Há um velho tema na poesia folclórica que se repete em todos os nossos países. Trata-se de “o corpo repartido”. O cantor popular supõe que tem seus pés numa parte, seu coração em outra e descreve todo o seu organismo que deixou espalhado por campos e cidades. Assim eu me senti naqueles dias.
Entre os lugares comovedores que me albergaram lembro de uma casa de duas peças, perdida entre os morros pobres de Valparaíso.
Eu estava circunscrito a uma parte da habitação e a um cantinho de janela de onde observava a vida do porto. Daquela ínfima atalaia, meu olhar abarcava um fragmento da rua. À noite via circular gente apressada. Era um arrabalde pobre e aquela pequena rua, a cem metros debaixo da minha janela, açambarcava toda a iluminação do bairro. Estava cheia de lojinhas e boliches.
Preso em meu canto, minha curiosidade era infinita. Minhas cismas e deduções, solitárias. Às vezes não conseguia resolver os problemas. Por exemplo: por que a gente que passava, tanto os indiferentes como os apressados, detinham-se sempre num mesmo lugar? Que mercadorias mágicas exibiam nessa vitrina? Famílias inteiras paravam ali longamente com os filhos nos ombros. Eu não conseguia ver as caras de arrebatamento que sem dúvida tinham ao olhar a vitrina mágica, mas fazia ideia.
Seis meses depois soube que aquela era a vitrina de uma simples loja de calçados. O sapato é o que mais interessa ao homem, deduzi. Jurei a mim mesmo estudar esse assunto, investigá-lo e expressá-lo. Nunca tive tempo para cumprir esse propósito ou promessa formulada em tão estranhas circunstâncias. No entanto, há não poucos sapatos em minha poesia. Eles circulam batendo com os saltos em muitas de minhas estrofes, sem que eu me tenha proposto a ser um poeta sapatoril.
Subitamente chegaram à casa visitas que prolongavam suas conversas sem se dar conta que a curta distância, separado por um tabique feito com papelões e jornais velhos, estava um poeta perseguido por não sei quantos profissionais da caçada humana.

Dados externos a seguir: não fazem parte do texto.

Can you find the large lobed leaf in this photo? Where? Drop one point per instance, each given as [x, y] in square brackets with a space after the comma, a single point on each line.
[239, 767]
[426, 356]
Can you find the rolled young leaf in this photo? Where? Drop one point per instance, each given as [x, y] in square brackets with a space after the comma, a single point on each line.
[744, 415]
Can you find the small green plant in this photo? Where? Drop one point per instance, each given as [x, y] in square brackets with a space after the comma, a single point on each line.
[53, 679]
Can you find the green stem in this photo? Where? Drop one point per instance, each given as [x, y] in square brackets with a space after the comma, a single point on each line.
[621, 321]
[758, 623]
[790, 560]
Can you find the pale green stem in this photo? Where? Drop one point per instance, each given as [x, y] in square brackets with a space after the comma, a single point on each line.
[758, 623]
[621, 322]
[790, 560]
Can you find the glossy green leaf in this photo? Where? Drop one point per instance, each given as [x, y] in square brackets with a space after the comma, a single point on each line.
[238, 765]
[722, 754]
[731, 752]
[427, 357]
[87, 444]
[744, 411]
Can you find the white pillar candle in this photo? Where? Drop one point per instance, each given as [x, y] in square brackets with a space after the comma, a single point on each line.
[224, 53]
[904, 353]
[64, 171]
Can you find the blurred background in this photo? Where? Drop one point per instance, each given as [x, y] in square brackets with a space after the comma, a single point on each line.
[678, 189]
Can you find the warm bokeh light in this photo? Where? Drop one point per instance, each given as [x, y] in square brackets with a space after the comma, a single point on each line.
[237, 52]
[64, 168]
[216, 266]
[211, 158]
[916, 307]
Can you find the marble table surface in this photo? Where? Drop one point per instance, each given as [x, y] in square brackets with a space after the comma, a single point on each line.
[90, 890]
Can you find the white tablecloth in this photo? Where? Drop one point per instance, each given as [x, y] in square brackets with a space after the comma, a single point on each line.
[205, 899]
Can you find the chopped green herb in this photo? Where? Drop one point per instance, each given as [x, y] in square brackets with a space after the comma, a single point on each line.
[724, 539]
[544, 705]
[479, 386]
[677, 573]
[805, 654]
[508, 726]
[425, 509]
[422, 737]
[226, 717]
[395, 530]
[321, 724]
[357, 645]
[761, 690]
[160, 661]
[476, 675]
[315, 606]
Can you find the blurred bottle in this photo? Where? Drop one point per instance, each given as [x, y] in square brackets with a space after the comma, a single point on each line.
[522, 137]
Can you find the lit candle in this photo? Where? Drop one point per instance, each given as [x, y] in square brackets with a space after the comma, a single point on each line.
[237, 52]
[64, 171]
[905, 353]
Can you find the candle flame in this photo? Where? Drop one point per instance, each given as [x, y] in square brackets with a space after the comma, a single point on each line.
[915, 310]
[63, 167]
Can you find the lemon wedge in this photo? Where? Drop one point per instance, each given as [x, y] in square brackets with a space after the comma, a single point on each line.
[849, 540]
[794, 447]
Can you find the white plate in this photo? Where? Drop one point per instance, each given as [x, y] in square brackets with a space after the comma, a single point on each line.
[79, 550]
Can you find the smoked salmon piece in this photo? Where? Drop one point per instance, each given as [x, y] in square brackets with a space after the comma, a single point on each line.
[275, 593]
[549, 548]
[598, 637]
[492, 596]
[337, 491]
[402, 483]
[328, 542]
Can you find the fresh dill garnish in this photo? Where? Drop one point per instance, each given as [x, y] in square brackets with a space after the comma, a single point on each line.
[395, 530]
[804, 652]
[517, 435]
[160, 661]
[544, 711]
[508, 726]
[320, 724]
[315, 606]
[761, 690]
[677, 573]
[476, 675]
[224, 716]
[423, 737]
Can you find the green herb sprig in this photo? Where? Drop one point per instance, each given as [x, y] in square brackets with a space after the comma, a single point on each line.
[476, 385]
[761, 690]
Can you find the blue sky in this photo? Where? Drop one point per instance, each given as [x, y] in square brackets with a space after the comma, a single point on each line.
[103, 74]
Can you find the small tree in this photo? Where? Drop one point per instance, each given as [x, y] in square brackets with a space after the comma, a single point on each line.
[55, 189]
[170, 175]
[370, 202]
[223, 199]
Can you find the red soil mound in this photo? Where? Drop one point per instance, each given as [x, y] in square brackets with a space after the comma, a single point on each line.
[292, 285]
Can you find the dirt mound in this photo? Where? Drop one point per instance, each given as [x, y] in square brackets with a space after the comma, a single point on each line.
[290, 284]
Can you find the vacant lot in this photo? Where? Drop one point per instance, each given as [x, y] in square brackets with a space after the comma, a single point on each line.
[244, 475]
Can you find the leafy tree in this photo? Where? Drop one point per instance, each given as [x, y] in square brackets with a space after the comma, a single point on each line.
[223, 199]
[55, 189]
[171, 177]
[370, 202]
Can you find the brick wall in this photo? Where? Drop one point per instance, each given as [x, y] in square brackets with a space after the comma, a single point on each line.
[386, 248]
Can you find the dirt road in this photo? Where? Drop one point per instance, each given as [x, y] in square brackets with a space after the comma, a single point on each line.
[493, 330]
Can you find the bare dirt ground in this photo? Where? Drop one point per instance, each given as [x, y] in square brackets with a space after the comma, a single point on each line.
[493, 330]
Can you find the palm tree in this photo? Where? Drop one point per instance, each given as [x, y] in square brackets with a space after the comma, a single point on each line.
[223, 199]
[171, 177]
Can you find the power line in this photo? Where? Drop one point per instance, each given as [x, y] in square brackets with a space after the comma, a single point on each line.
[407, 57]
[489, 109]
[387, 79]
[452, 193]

No sábado à tarde e também no domingo pela manhã chegava o noivo de uma das moças da casa que não devia saber que eu estava ali. Era um jovem trabalhador, dono do coração da garota mas, ai!, ainda não confiavam nele. Da claraboia de minha janela eu o via descer da bicicleta, na qual entregava ovos por todo o extenso bairro popular. Pouco depois ouvia-o entrar cantarolando na casa. Era um inimigo de minha tranquilidade. Digo inimigo porque empenhava-se em ficar namorando a moça a poucos centímetros de minha cabeça. Ela o convidava a praticar o amor platônico em algum parque ou no cinema mas ele resistia heroicamente. E eu maldizia entre dentes a obstinação caseira daquele inocente distribuidor de ovos.

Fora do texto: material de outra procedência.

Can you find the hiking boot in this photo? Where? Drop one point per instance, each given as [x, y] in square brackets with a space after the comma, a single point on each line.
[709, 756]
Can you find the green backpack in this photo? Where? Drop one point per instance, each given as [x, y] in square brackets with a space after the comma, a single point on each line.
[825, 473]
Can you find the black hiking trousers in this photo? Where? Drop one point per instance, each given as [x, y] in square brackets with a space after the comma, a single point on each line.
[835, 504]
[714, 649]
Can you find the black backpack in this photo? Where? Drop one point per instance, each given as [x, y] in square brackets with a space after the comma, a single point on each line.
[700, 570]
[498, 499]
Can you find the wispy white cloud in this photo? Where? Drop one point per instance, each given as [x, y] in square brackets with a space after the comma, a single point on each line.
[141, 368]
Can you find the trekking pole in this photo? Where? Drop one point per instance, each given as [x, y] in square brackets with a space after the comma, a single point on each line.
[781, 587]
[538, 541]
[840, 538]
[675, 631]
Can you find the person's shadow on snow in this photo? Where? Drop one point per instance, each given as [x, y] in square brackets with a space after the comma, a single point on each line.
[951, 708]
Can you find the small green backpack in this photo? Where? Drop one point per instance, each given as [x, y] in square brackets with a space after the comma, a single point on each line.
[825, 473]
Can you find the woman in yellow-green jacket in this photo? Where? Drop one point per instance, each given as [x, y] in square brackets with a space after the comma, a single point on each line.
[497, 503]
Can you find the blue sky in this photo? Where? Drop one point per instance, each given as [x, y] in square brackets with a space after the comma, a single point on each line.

O resto das pessoas da casa estava a par do segredo: a mãe viúva, as duas moças encantadoras e os dois filhos marinheiros. Estes descarregavam bananas na baía e às vezes ficavam furiosos porque não arranjavam contrato em nenhum barco. Por eles soube que uma velha embarcação estava sendo desmontada. Do meu canto dirigi as operações: desprenderam a bela estátua de proa do navio e deixaram-na escondida numa adega do porto. Só vim conhecê-la vários anos depois da minha fuga e do meu desterro. A formosa mulher de madeira, com rosto grego como todas as carrancas dos veleiros antigos, olha-me agora com sua beleza melancólica enquanto escrevo estas memórias junto ao mar.
O plano era que eu embarcasse clandestinamente na cabina de um dos rapazes e desembarcasse ao chegar a Guaiaquil, surgindo do meio das bananas. O marinheiro explicava-me que eu deveria aparecer inesperadamente na coberta, ao ancorar o barco no porto equatoriano, vestido de passageiro elegante, fumando um charuto que nunca pude fumar. Foi decidido na família, já que era iminente a partida, que me confeccionassem o traje apropriado - elegante e tropical - para o qual trataram de me tomar as medidas.

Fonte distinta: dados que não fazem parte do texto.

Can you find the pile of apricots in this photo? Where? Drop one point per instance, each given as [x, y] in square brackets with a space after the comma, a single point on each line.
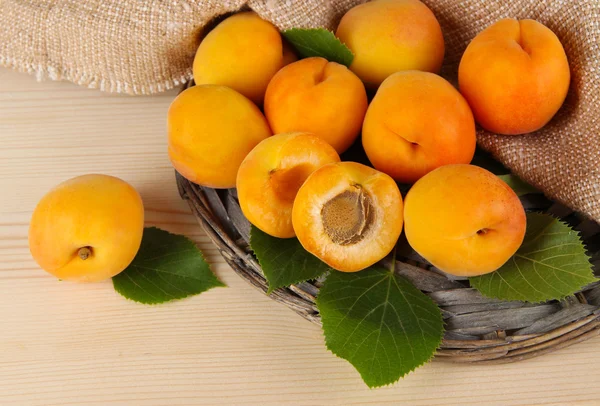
[274, 127]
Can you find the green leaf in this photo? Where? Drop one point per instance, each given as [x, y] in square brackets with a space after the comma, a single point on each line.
[519, 186]
[319, 42]
[550, 264]
[166, 267]
[379, 322]
[283, 260]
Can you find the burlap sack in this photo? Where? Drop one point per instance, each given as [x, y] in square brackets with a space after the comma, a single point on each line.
[147, 46]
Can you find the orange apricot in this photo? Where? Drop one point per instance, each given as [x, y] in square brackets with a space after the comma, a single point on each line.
[87, 229]
[464, 220]
[211, 130]
[271, 175]
[416, 123]
[388, 36]
[515, 75]
[320, 97]
[242, 52]
[349, 215]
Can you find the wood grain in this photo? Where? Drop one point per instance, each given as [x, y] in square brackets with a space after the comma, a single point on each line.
[70, 344]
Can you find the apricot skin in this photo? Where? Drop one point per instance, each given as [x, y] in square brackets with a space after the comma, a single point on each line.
[319, 97]
[271, 175]
[243, 52]
[211, 130]
[515, 75]
[417, 122]
[464, 220]
[101, 212]
[385, 225]
[388, 36]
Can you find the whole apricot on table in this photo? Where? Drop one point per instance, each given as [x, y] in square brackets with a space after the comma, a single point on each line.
[515, 75]
[87, 229]
[242, 52]
[388, 36]
[417, 122]
[464, 220]
[271, 175]
[211, 130]
[348, 215]
[320, 97]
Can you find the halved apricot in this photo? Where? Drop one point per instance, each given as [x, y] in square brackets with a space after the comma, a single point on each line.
[349, 215]
[271, 174]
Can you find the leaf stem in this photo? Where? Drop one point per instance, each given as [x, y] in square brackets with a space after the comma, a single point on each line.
[393, 261]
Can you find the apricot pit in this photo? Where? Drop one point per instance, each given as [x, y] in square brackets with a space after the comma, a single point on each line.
[349, 215]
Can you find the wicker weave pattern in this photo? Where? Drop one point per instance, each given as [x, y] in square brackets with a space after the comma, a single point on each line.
[478, 329]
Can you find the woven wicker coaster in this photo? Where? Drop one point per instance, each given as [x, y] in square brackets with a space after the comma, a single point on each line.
[478, 329]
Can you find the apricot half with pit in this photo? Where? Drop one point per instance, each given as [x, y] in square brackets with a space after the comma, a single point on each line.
[349, 215]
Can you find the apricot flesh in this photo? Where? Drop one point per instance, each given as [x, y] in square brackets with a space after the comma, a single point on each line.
[320, 97]
[243, 52]
[388, 36]
[464, 220]
[211, 129]
[349, 215]
[515, 75]
[271, 175]
[417, 122]
[87, 229]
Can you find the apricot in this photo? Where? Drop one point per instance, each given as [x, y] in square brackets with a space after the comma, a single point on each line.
[242, 52]
[271, 175]
[319, 97]
[349, 215]
[211, 130]
[388, 36]
[464, 220]
[87, 229]
[515, 75]
[417, 122]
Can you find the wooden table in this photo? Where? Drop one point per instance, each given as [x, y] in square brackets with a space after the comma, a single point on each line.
[64, 343]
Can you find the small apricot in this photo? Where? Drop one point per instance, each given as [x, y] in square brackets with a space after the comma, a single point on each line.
[417, 122]
[271, 175]
[464, 220]
[320, 97]
[211, 130]
[242, 52]
[349, 215]
[87, 229]
[515, 75]
[388, 36]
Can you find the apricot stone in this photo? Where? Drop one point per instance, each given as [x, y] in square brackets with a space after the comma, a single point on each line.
[242, 52]
[464, 220]
[211, 130]
[349, 215]
[388, 36]
[417, 122]
[515, 75]
[271, 175]
[87, 229]
[319, 97]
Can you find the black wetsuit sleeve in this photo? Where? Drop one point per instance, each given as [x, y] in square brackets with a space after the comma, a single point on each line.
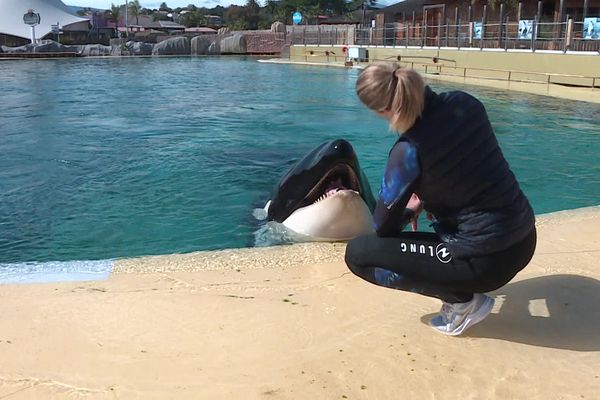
[401, 174]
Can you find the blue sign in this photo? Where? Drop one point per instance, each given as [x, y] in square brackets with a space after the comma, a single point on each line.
[297, 17]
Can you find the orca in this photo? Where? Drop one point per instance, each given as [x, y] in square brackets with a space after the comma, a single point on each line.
[325, 196]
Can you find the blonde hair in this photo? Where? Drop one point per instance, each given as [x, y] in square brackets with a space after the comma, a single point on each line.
[385, 86]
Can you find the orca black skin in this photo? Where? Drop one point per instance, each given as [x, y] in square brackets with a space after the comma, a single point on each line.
[313, 175]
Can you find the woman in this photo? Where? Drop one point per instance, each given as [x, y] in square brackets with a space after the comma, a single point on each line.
[446, 161]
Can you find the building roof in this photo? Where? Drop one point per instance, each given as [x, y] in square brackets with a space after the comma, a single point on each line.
[51, 12]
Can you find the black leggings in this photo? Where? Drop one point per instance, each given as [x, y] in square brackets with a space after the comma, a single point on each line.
[419, 262]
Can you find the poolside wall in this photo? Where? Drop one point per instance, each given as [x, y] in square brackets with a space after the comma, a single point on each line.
[584, 69]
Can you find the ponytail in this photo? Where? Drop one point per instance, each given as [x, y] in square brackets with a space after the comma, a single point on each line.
[385, 86]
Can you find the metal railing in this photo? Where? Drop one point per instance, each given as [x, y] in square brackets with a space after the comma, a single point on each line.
[529, 35]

Em dois tempos ficou pronto meu traje. Nunca me diverti tanto como ao recebê-lo. A ideia que as mulheres da casa tinham da moda estava influenciada por um filme famoso daquele tempo: E o vento levou... Os rapazes, por seu lado, consideravam como arquétipo da elegância o que tinham recolhido nos dancings do Harlem e nos bares e cabarés do Caribe. O jaquetão, cruzado e cintado, chegava-me aos joelhos. As calças me apertavam os tornozelos.
Guardei a pitoresca vestimenta, elaborada por pessoas tão bondosas, e nunca tive oportunidade de usá-la. Nunca saí de meu esconderijo em um barco nem desem-barquei jamais entre as bananas em Guaiaquil vestido como um falso Clark Gable. Escolhi, pelo contrário, o caminho do frio. Parti para o extremo sul do Chile, que é o extremo sul da América, e me dispus a atravessar a cordilheira.